It seems ages since I wrote a blog, work and proper writing interfering with Internet broadcasting.
As it is all over the news I thought I would add my views on the current crisis impacting Europe. Refugees and migrants are attempting to escape their own countries and find a hoped for better or safer life in Europe. The European politicians of all persuasions struggle to come up with a suitable soundbite that can demonstrate a caring attitude whilst maintaining their pre-held opinions. The UK is held up as either not doing enough or doing far too much, whilst facts are mangled and as usual the politicians throw as much mud as possible. There are multiple aspects to this. First some of my definitions:
- Migrant – an immigrant or transitory person for whatever reason
- Refugee – someone escaping persecution or seeking safety – can be internal to a nation as many in Syria already are
- Asylum seeker – Someone who claims that there is a fear of persecution or worse in their own country and thus seeks asylum – but can also be some person hiding out in the Ecuadorian Embassy.
- Economic migrant – someone seeking a better life for themselves – in and out of UK
The humanitarian urge to do what we can, evidenced in Hungarian people doling out food and water to walking migrants (most may well be refugees), is only one aspect. There needs to be a practical assessment of what can be done realistically. For example Turkey is host to 2 million Syrian refugees escaping the civil war of which ISL or Dash is only one element http://data.unhcr.org/syrianrefugees/country.php?id=224
So let’s try and stick to facts – the UK net population increase (official government 2013 figures) due to migration was 300,000. The vast majority of these 200,000 were from the EU. These are either family and friends of existing residents or economic migrants searching for work in a growing economy. These are all legal migrants as no one has accurate figures on illegal migrants i.e. persons form outside the EU. The remainder are those that have temporary or permanent rights to stay e.g. students or key workers.
We then have asylum seekers, some key points from http://migrationobservatory.ox.ac.uk/briefings/migration-uk-asylum
- Asylum applications (excluding dependents) rose from 4,256 in 1987 to a peak of 84,130 in 2002. They stood at 24,914 in 2014.
- Asylum applicants and their dependents comprised an estimated 8% of net migration in 2013, down from 49% in 2002 but up from 4% in 2010.
- In 2014, 59% of asylum applications were initially refused.
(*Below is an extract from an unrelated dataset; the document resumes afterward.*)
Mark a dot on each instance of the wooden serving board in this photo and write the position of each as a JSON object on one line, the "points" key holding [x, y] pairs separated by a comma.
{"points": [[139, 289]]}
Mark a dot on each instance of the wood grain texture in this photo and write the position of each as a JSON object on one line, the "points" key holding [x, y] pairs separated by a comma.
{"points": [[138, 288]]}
A majority of refused applicants lodge appeals. In 2014, 28% of appeals were allowed.
- Men made up nearly 3 out of 4 (73%) main applicants for asylum in 2014.
- In 2014, the UK received 5% of asylum claims made in EU countries (plus Norway and Switzerland), making it the sixth highest recipient of asylum claims.
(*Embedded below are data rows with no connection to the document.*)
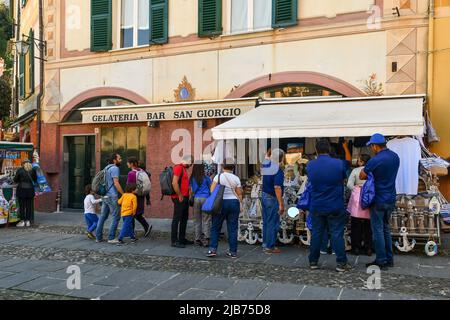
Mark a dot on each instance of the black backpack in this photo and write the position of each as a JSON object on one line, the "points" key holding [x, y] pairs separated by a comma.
{"points": [[165, 181]]}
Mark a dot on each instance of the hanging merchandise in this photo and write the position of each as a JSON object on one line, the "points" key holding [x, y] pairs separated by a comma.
{"points": [[42, 185], [4, 208], [409, 152], [13, 208]]}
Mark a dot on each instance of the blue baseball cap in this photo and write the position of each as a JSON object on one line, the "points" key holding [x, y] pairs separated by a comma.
{"points": [[377, 138]]}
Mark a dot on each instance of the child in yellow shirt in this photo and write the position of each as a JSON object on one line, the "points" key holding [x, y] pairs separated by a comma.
{"points": [[128, 201]]}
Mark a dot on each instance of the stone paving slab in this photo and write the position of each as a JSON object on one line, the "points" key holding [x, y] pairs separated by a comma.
{"points": [[245, 289], [319, 293], [199, 294], [18, 278]]}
The latest estimated migration figure for 2014 is 330,000 of which the asylum seekers make up approx 25,000 so 7.5%
I heard Kent Council state on the radio that the numbers of migrant unaccompanied children under 14 had gone from an average of 240 per year to 720 last year all of whom needed initially foster parents, schooling and support. A huge increase in workload http://www.bbc.co.uk/news/uk-england-kent-34139364
At the same time we have an alleged housing crisis with organisations like Shelter claiming we need to build 250,000 new homes per year just to keep pace with current population growth http://www.thehomesweneed.org.uk/ The UK’s population is now also growing for many complex reasons see the ONS statistics here but this adds a further 200,000 or so on top of the migration impact. Therefore, we are adding a city population the approximate size of Sheffield to our overall population every year.
On the BBC this morning it was explained that during the 1956 Hungarian uprising the UK took over 40,000 refugees. This has also been discussed as one of the tens of thousands estimates and comparisons for asylum to be offered.Note on 7 Sep the UK Prime Minister announced the number is 20,000
In terms of the overall net migration and population increase numbers this would be a further 10% increase.
The problem for the UK and many other countries is not the humanitarian support. We have the money and the food and water we are after all a rich nation in GDP terms. It is the very practical question of where they are going to live, go to school, get health care. We do not have many large old military bases sitting empty but they can help. Do we want tented villages near ports of entry? Where in the UK will they go. How will they be transported there? For all the claims that we must do something we need to have answers first.